Mundo Corporativo: empresas precisam entender vantagens de contratar jovens pela lei do Aprendiz, diz Casagrande

 

 

“Todas as empresa que iniciam o programa, que gostam, não param mais, porque aqueles que já o fizeram, não encara mais como um problema, encara como uma solução no mundo do RH, no mundo do trabalho“ —- Humberto Casagrande, CIEE

O Brasil tem atualmente cerca de 420 mil pessoas beneficiadas pela Lei de Aprendizagem, que determina que empresas com 100 ou mais funcionários destinem de 5% a 15% das vagas a jovens de 14 a 24 anos. Humberto Casagrande, superintendente-geral do CIEE, calcula que se todas as empresas cumprissem a lei, o país teria 1,1 milhão de jovens aprendizes.

 

Em entrevista ao jornalista Mílton Jung, no programa Mundo Corporativo da CBN, Casagrande apresentou dados de pesquisa do Instituto Datafolha, com jovens que participam do programa Jovem Aprendiz, de responsabilidade do Centro de Integração Empresa Escola.

“É um programa transformador, porque o jovem neste momento da vida, ele tem pouca noção do mundo do trabalho, tem poucas perspectivas, normalmente não tem oportunidades, então está disponível para cosias que não são muito boas —- ele encontra uma razão muito forte no seu dia-a-dia, conhece como funciona uma empresa, a dinâmica de uma empresa, como a dinâmica empresarial se desenvolve e tem contato com instrutores para ter orientação de vida e de caráter —- as pesquisas que fazemos mostram que é transformador na vida do jovem fazer este programa, só lamentamos não termos mais vagas”.

Conforme pesquisa, 53% dos jovens seguem trabalhando depois do programa e 25% deles são contratados na própria empresa, que têm a oportunidade de formar seus quadros gerenciais do futuro.
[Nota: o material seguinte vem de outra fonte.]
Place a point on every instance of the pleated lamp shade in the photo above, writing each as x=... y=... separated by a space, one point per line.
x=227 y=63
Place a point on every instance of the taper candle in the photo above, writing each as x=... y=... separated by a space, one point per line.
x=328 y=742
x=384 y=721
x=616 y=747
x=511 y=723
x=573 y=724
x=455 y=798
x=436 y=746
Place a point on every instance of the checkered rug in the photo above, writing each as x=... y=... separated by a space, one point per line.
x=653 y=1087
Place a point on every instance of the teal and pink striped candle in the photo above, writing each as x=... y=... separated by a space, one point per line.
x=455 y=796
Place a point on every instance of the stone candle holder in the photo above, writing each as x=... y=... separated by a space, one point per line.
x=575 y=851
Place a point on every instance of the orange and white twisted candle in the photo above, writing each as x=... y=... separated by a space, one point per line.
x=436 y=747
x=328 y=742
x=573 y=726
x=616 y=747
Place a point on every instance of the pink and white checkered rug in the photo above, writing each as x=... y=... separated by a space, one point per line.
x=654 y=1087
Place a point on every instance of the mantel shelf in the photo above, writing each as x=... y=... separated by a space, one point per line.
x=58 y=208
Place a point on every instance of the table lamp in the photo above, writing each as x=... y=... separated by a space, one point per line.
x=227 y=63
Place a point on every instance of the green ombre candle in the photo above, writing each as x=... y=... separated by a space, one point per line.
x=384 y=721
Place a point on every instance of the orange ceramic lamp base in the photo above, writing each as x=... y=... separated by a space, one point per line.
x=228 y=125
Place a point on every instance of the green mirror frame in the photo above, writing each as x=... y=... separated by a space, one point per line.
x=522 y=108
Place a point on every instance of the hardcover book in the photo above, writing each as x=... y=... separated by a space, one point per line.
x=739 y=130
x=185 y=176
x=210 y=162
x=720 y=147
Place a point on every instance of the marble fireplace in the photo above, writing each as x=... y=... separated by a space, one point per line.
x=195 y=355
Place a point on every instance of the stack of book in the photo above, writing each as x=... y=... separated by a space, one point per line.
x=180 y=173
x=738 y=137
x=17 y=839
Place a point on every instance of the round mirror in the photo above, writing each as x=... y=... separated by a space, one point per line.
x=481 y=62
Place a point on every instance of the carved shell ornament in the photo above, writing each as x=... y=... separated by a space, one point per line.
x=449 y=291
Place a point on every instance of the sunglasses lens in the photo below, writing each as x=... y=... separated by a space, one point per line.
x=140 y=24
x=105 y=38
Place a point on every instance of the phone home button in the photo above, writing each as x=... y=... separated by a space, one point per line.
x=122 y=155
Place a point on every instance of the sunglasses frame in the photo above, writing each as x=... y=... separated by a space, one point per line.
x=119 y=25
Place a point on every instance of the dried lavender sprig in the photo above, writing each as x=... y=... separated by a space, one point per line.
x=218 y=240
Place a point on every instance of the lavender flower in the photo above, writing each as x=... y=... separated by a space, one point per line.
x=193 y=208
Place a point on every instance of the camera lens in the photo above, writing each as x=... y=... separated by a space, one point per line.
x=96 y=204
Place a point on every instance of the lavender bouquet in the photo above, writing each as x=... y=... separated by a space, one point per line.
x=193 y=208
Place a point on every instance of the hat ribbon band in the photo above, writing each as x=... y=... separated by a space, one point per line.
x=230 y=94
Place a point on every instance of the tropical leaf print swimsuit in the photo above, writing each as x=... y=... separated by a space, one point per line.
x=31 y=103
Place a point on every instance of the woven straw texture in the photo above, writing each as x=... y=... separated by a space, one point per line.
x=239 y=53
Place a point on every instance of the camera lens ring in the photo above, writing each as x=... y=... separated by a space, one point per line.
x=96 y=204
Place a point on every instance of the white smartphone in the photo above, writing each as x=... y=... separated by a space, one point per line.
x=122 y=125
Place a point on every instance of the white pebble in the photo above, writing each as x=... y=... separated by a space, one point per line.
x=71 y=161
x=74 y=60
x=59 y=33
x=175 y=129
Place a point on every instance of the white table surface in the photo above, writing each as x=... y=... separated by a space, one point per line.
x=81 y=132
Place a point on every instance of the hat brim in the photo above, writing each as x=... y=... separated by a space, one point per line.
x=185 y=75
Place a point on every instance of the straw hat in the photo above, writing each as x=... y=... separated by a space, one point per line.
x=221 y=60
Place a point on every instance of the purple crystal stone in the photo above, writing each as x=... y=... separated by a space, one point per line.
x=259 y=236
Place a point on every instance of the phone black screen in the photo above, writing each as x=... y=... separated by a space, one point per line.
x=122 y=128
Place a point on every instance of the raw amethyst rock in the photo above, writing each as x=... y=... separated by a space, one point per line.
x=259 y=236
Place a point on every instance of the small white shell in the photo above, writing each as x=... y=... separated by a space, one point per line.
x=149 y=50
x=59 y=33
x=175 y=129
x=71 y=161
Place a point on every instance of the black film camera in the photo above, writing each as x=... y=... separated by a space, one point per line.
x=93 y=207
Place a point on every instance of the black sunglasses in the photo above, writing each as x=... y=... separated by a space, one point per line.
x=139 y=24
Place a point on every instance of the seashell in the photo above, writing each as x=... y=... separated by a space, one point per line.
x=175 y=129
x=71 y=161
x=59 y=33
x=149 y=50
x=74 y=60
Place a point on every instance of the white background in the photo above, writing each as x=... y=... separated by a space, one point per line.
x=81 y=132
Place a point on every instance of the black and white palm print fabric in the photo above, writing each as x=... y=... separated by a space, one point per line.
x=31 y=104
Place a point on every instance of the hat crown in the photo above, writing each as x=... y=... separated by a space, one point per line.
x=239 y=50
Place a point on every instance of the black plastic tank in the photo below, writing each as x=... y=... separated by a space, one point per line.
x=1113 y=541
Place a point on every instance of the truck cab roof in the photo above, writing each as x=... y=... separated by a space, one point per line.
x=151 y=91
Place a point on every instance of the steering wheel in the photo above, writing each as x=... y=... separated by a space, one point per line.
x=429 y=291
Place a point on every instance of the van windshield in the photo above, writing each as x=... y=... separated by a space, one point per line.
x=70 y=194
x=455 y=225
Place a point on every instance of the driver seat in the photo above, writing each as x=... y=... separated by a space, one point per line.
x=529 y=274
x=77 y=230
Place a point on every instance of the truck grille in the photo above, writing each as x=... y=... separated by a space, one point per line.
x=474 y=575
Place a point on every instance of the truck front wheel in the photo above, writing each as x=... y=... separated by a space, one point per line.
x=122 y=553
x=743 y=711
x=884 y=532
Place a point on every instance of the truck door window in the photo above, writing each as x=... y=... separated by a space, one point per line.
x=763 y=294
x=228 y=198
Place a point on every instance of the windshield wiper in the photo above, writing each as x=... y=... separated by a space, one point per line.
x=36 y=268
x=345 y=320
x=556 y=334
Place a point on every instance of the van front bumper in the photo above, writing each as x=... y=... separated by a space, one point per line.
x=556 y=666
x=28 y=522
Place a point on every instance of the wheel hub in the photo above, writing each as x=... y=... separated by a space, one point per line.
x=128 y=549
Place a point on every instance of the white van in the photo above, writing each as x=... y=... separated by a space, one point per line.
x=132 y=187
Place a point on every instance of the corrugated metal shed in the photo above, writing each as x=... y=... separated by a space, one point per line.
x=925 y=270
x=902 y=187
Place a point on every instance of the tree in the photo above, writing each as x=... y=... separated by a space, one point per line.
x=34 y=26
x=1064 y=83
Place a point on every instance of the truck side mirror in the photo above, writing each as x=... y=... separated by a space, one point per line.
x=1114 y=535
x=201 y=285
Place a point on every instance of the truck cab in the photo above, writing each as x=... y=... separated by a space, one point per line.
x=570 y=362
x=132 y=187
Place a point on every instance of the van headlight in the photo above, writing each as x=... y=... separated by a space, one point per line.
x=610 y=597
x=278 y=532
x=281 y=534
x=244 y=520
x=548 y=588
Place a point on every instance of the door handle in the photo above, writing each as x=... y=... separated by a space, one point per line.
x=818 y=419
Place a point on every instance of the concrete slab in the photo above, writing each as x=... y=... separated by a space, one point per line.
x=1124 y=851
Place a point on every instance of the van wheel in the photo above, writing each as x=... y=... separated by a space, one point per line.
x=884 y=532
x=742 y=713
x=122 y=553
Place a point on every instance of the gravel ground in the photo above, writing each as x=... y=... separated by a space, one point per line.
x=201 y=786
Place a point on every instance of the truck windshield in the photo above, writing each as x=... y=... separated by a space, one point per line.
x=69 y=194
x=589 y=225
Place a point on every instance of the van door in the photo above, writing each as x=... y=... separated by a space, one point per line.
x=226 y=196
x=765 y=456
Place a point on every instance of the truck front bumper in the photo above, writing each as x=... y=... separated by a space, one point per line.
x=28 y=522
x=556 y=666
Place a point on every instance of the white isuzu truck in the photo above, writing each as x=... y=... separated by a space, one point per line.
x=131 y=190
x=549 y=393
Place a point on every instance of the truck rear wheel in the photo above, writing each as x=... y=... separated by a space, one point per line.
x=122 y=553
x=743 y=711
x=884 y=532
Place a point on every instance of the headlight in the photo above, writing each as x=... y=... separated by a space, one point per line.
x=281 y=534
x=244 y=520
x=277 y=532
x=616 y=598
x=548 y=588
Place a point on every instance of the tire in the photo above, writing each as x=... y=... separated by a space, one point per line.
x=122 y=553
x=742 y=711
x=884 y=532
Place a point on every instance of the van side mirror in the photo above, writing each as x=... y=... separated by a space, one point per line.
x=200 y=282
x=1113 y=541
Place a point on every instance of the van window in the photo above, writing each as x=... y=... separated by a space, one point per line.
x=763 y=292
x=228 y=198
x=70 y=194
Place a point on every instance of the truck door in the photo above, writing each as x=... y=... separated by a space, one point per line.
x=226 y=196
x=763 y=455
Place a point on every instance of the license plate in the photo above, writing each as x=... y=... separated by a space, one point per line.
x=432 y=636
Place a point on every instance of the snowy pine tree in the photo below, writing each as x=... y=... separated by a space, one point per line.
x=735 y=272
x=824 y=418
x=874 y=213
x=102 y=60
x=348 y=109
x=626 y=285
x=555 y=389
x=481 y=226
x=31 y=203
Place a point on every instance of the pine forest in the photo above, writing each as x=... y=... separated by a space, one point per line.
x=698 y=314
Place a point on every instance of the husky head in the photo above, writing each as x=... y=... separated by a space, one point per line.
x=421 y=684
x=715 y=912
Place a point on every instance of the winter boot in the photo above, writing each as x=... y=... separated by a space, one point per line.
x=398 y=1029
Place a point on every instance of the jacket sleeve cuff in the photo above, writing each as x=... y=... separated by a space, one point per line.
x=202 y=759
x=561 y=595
Além disso, lembra Casagrande, as empresas renovam suas ideias a partir da inserção de pessoas mais jovens, aumentando a diversidade geracional.

 

Os candidatos do Programa Jovem Aprendiz, do CIEE, participam de cursos de capacitação que focam noções de cidadania, relacionamento no mundo do trabalho e desenvolvimento de sua personalidade.

“Existem muitas oportunidades para aprender, estudar e melhorar. O mundo será daqueles que se capacitarem, tiverem visão de negócio. E entenderem que é possível. A autoestima deve ser elevada e todos nós podemos conseguir as coisas e chegar lá”

O Mundo Corporativo é apresentado, ao vivo, às quartas-feiras, 11 horas, na página da CBN no Facebook e na conta @CBNoficial do Twitter. O programa vai ao ar aos sábados, às 8h10, no Jornal da CBN e aos domingos, às 22 horas, em horário alternativo.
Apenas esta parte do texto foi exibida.